3. Menurut paham saya pada jurnal pembanding kedua mamiliki ruang lingkup
penjelasan dalam kajian morfologi.
Kekurangan Jurnal
1. Pada jurnal pertama kekurangan jurnal hanya pada penggunaan kata yang
tidak tepat atau pemilihan kata yang tidak sesuai sehingga dengan membaca
cepat tidak dapat langsung menemukan isi dan maksudnya.
2. Pada jurnal pembanding pertama kekurangan pada penulisan dan penggunaan
tanda baca yang kurang diperhatikan sehingga tidak efektif untuk penggunaan
kata pada jurnal sudah bagus namun lebih pada penulisan.

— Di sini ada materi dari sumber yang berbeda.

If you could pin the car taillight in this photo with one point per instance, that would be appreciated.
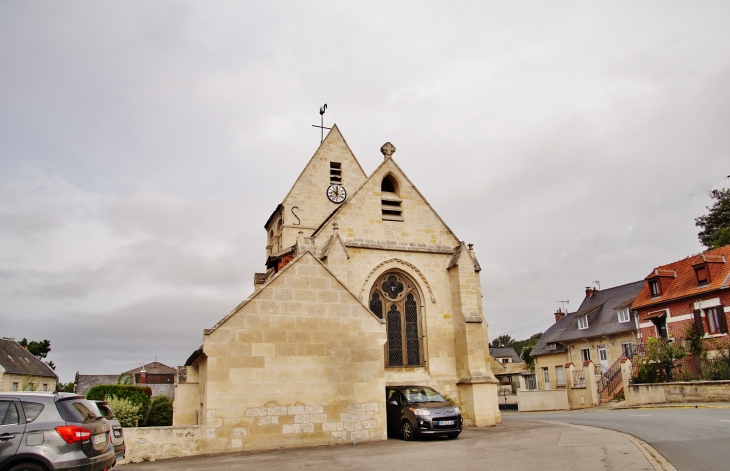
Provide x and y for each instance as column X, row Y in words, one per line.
column 73, row 433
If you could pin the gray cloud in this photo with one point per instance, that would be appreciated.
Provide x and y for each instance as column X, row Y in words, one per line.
column 143, row 146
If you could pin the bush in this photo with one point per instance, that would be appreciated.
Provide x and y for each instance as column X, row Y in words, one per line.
column 137, row 395
column 126, row 412
column 160, row 412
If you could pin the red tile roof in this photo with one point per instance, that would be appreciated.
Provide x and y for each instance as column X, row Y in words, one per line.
column 685, row 282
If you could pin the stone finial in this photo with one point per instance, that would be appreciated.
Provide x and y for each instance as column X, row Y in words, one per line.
column 387, row 150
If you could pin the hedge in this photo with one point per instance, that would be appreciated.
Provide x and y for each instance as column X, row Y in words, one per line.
column 138, row 395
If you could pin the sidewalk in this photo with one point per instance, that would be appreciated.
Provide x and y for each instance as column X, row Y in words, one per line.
column 536, row 444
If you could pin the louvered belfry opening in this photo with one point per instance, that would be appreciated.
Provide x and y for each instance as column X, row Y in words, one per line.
column 390, row 200
column 395, row 296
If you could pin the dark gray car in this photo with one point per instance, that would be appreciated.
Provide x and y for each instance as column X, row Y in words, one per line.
column 50, row 431
column 415, row 411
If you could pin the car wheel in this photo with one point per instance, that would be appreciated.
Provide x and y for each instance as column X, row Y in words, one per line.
column 27, row 467
column 406, row 430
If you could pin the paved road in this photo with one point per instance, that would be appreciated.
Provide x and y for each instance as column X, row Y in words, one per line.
column 690, row 439
column 513, row 445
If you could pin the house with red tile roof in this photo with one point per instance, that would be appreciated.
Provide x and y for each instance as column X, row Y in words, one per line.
column 694, row 291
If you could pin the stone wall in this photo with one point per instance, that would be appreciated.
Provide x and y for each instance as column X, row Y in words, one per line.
column 529, row 401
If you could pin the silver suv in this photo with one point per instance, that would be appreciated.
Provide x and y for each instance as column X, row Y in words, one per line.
column 49, row 431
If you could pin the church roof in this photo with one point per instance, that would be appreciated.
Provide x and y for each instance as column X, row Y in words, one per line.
column 386, row 161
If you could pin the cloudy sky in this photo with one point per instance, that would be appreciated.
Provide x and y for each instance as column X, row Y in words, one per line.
column 144, row 144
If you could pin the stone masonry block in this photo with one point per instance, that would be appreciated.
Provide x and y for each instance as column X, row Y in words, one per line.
column 292, row 428
column 351, row 426
column 301, row 419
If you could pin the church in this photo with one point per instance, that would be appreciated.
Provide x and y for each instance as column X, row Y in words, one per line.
column 365, row 286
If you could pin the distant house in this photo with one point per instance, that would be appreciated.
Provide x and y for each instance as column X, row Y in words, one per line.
column 20, row 370
column 602, row 330
column 159, row 377
column 689, row 292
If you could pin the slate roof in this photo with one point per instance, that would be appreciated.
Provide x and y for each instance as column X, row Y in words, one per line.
column 18, row 361
column 154, row 368
column 602, row 318
column 508, row 352
column 685, row 282
column 86, row 382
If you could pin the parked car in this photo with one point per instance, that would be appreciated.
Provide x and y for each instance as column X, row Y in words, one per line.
column 52, row 431
column 117, row 433
column 415, row 411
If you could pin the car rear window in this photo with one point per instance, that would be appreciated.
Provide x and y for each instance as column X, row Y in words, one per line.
column 77, row 410
column 32, row 410
column 8, row 413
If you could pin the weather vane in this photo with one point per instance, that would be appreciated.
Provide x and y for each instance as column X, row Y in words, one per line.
column 321, row 126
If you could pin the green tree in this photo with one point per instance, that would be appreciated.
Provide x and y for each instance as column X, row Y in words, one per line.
column 716, row 223
column 502, row 341
column 127, row 413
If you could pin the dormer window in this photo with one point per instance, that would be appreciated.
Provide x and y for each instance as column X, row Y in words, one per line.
column 703, row 274
column 336, row 173
column 655, row 288
column 390, row 201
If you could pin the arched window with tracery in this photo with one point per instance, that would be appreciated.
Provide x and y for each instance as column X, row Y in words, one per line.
column 395, row 299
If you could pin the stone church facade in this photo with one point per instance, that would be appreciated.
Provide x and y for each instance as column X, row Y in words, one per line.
column 365, row 286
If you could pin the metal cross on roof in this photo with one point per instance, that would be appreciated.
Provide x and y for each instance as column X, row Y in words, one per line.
column 321, row 126
column 388, row 150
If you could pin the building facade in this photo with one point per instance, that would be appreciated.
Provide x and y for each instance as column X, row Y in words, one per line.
column 688, row 294
column 365, row 286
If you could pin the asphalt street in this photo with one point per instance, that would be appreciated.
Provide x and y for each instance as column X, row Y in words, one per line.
column 690, row 439
column 513, row 445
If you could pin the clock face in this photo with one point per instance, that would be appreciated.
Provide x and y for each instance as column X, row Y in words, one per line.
column 336, row 193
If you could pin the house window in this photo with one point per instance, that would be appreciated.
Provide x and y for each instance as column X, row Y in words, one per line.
column 585, row 353
column 390, row 200
column 703, row 274
column 654, row 287
column 395, row 298
column 716, row 320
column 530, row 382
column 627, row 349
column 336, row 173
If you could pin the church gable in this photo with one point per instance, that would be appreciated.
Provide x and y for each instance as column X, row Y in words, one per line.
column 307, row 204
column 389, row 211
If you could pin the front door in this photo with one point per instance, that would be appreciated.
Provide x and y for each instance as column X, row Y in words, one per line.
column 603, row 358
column 11, row 428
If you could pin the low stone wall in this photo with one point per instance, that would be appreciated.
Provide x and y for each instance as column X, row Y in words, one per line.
column 156, row 443
column 529, row 401
column 691, row 391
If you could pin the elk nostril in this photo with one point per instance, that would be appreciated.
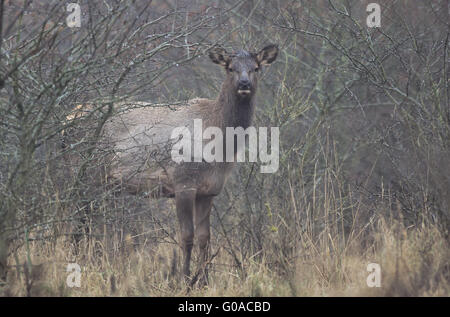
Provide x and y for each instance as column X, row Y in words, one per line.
column 244, row 84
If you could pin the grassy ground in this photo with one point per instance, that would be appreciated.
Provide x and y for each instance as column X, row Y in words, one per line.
column 414, row 262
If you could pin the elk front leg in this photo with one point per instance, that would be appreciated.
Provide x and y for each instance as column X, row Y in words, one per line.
column 202, row 231
column 185, row 201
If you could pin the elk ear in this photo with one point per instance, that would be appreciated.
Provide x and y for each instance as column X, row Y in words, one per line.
column 267, row 55
column 219, row 56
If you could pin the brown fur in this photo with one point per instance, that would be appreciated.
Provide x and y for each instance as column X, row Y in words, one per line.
column 141, row 142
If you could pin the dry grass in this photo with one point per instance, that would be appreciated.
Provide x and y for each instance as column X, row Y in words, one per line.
column 414, row 262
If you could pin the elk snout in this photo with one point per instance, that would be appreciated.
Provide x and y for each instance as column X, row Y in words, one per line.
column 244, row 86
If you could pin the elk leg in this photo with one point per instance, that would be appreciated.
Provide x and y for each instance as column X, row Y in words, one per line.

3. Pada jurnal pembanding kedua kekurangn pada penggunaan tanda baca yang
harusnya titik menjadi koma. Dan pada ruang lingkup pembahasannya yang
kurang pada pada materi
BAB IV. PENUTUP
A. Kesimpulan
Morfologi sangatlah penting bagi kehidupan kita dimana dengan proses
morfologi kita banyak terbantu khususnya dalam pemakaian kata. Berdasarkan uraian di
atas, dapat dikemukakan simpulan berikut ini. Ditinjau dari perspektif morfologi derivasi dan
infleksi, pengimbuhan afiks derivasi per-/-an pada verba (baik verba dasar maupun verba
turunan) dan pada nomina dapat menurunkan (1) nomina perbuatan seperti perjalanan,
perbuatan, perkemahan, perlarian, (2) nomina tindakan seperti perlawanan, permintaan,
percobaan, perkiraan, (3) nomina instrumen tindakan seperti peraturan, (4) nomina instrumen
perbuatan seperti perhiasan, perusahaan, (5) nomina lokatif perbuatan seperti perguruan,
pemandian, pelabuhan, (6) nomina proses seperti perkembangan, pertumbuhan, perpecahan,
pertambahan, perubahan, (7) nomina kolektif seperti pegunungan, pepohonan, perkebunan,
perbatasan, perkampungan, (8) nomina abstrak seperti perbankan, perorangan, persoalan,
percontohan, perekonomian.
B. Rekomendasi
Dalam melakukan Critical Journal Review penulis seharus berkonsentrasi dalam
membuat jurnal yang akan ditulis. Dalam Critical Journal Review penulis harus
mempunyai keahlian dalam, menyimak, membaca, berbicara dan menulis, sehingga
tidak menimbulkan salah paham dan mengandung pengertian yang salah.